Suddenly, Wufei spoke up, sharp as a radar ping cutting through the ambient hum: “Where’s your jacket?”

The group froze just for a second but it was enough for every pair of eyes to subtly drift toward Heero.

Trowa murmured like reading off a weather report: “Strange. No sign of the jacket...”

Quatre raised an eyebrow, carefully as if measuring voltage: “First time I’ve ever seen Heero out of full uniform.”

Heero, without looking up and breaking his work, simply said: “Gave it to Relena.”

One sentence, not a word more than necessary.

Duo turned to Hilde, eyes glowing like freshly installed LED bulbs.

“You know what that means, don’t you?”

Hilde lowered her gaze slightly, not answering. Her cheeks flushed a faint pink, she didn’t like gossip, and she certainly didn’t enjoy intruding on other people’s personal lives. But… the image of Heero taking off his jacket and gently draping it over Relena’s shoulders in the middle of the library, surrounded by spilled ink and tangled cables tightened something in her chest.

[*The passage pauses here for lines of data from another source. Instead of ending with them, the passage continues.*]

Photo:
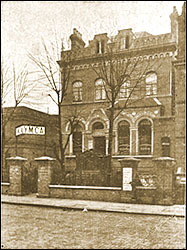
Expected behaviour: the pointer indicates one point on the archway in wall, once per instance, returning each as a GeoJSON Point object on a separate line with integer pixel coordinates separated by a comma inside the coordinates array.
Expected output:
{"type": "Point", "coordinates": [99, 139]}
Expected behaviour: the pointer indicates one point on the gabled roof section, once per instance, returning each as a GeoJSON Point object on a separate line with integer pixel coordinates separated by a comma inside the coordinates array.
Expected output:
{"type": "Point", "coordinates": [140, 103]}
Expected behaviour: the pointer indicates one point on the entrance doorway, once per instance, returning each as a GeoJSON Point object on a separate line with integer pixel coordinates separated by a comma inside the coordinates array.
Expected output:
{"type": "Point", "coordinates": [100, 145]}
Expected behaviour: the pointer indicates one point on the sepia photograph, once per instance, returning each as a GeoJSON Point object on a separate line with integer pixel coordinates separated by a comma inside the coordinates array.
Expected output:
{"type": "Point", "coordinates": [93, 124]}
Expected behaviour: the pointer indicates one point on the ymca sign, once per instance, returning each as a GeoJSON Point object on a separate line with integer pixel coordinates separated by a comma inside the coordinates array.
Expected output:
{"type": "Point", "coordinates": [30, 130]}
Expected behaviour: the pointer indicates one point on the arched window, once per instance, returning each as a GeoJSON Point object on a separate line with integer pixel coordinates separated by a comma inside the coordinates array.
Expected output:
{"type": "Point", "coordinates": [165, 141]}
{"type": "Point", "coordinates": [151, 83]}
{"type": "Point", "coordinates": [99, 139]}
{"type": "Point", "coordinates": [77, 140]}
{"type": "Point", "coordinates": [100, 93]}
{"type": "Point", "coordinates": [144, 137]}
{"type": "Point", "coordinates": [77, 91]}
{"type": "Point", "coordinates": [124, 138]}
{"type": "Point", "coordinates": [125, 88]}
{"type": "Point", "coordinates": [97, 125]}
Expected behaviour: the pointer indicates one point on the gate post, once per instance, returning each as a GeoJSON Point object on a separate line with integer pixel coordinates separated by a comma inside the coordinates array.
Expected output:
{"type": "Point", "coordinates": [44, 165]}
{"type": "Point", "coordinates": [16, 165]}
{"type": "Point", "coordinates": [165, 180]}
{"type": "Point", "coordinates": [129, 174]}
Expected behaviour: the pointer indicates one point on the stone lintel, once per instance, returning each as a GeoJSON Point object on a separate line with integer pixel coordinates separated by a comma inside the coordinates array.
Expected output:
{"type": "Point", "coordinates": [44, 158]}
{"type": "Point", "coordinates": [164, 159]}
{"type": "Point", "coordinates": [128, 159]}
{"type": "Point", "coordinates": [16, 158]}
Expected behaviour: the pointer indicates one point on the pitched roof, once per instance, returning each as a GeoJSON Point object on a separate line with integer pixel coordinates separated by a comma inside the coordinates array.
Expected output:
{"type": "Point", "coordinates": [140, 103]}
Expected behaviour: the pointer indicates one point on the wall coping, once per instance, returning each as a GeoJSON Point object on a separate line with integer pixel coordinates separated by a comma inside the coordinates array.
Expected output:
{"type": "Point", "coordinates": [84, 187]}
{"type": "Point", "coordinates": [17, 158]}
{"type": "Point", "coordinates": [143, 187]}
{"type": "Point", "coordinates": [5, 184]}
{"type": "Point", "coordinates": [129, 159]}
{"type": "Point", "coordinates": [134, 156]}
{"type": "Point", "coordinates": [164, 159]}
{"type": "Point", "coordinates": [44, 158]}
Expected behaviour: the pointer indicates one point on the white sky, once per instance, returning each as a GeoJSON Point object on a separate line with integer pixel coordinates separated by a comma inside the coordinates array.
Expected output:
{"type": "Point", "coordinates": [24, 23]}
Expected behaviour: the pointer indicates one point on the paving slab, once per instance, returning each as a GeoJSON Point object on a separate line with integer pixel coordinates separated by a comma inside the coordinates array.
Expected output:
{"type": "Point", "coordinates": [172, 210]}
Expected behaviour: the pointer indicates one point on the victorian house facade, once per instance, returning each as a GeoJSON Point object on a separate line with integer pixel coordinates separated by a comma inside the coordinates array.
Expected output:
{"type": "Point", "coordinates": [153, 126]}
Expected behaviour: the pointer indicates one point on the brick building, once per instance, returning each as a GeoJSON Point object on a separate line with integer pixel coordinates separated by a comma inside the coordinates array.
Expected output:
{"type": "Point", "coordinates": [28, 133]}
{"type": "Point", "coordinates": [150, 127]}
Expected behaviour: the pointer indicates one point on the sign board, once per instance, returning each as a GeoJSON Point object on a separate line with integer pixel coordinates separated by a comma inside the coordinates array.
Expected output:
{"type": "Point", "coordinates": [30, 130]}
{"type": "Point", "coordinates": [127, 178]}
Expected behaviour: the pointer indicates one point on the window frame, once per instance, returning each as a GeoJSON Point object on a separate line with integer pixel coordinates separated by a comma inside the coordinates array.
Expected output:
{"type": "Point", "coordinates": [126, 89]}
{"type": "Point", "coordinates": [124, 138]}
{"type": "Point", "coordinates": [146, 138]}
{"type": "Point", "coordinates": [100, 93]}
{"type": "Point", "coordinates": [77, 91]}
{"type": "Point", "coordinates": [151, 85]}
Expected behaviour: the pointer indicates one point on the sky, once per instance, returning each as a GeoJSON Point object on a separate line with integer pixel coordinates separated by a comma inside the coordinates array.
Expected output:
{"type": "Point", "coordinates": [25, 23]}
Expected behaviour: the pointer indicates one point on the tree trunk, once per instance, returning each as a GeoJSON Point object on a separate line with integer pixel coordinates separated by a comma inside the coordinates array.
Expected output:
{"type": "Point", "coordinates": [60, 137]}
{"type": "Point", "coordinates": [110, 142]}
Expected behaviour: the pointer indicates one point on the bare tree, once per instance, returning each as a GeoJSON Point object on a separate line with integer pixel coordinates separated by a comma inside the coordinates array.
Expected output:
{"type": "Point", "coordinates": [115, 70]}
{"type": "Point", "coordinates": [57, 81]}
{"type": "Point", "coordinates": [14, 85]}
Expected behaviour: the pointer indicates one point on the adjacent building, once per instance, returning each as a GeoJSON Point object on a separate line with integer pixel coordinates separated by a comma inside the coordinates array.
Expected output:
{"type": "Point", "coordinates": [153, 126]}
{"type": "Point", "coordinates": [27, 133]}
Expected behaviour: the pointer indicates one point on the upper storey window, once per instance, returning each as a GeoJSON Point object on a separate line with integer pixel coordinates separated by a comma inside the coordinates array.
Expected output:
{"type": "Point", "coordinates": [151, 84]}
{"type": "Point", "coordinates": [124, 42]}
{"type": "Point", "coordinates": [125, 88]}
{"type": "Point", "coordinates": [100, 49]}
{"type": "Point", "coordinates": [77, 91]}
{"type": "Point", "coordinates": [100, 93]}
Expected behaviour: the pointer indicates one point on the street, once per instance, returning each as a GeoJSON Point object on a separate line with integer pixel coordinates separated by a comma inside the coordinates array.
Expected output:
{"type": "Point", "coordinates": [27, 227]}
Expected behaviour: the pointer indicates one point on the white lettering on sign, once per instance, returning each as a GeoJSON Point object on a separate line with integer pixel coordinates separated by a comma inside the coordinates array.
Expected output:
{"type": "Point", "coordinates": [127, 178]}
{"type": "Point", "coordinates": [30, 130]}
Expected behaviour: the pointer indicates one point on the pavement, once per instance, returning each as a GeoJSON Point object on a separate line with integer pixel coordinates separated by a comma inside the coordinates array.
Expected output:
{"type": "Point", "coordinates": [32, 200]}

It wasn’t jealousy. It was… the way Heero looked at Relena, like the world was sinking, and she was the only one still floating above the surface. Duo whispered, eyes still fixed on her:

“You’re staring like you just got sucked out of the classroom completely.”

“Huh?” Hilde snapped out of it.

“Oh nothing, I was just saying… my robot’s about to slap me in the face. Look.” He winked, pointing to the mechanical arm jerking erratically beside him.

Hilde laughed really laughed this time, not because of the robot, not even because Duo was that funny. But because… some small part of her no longer felt misplaced not everyone here was easy to approach, but someone was welcoming her as if she’d always been part of the circuit board, just waiting for the right contact point to make the connection.

The lunchtime bell rang calm, not urgent, but enough to send ripples of movement through the hallway. As Hilde slid her stack of documents into her bag, she heard Duo’s voice calling from behind:

“Hey, rookie! You coming to eat? STEM curry’s on discount today. Once-in-a-millennium deal!”

She paused, turned to see him smiling half teasing, half sincere. His eyes gleamed like lunch itself was some kind of joyful game.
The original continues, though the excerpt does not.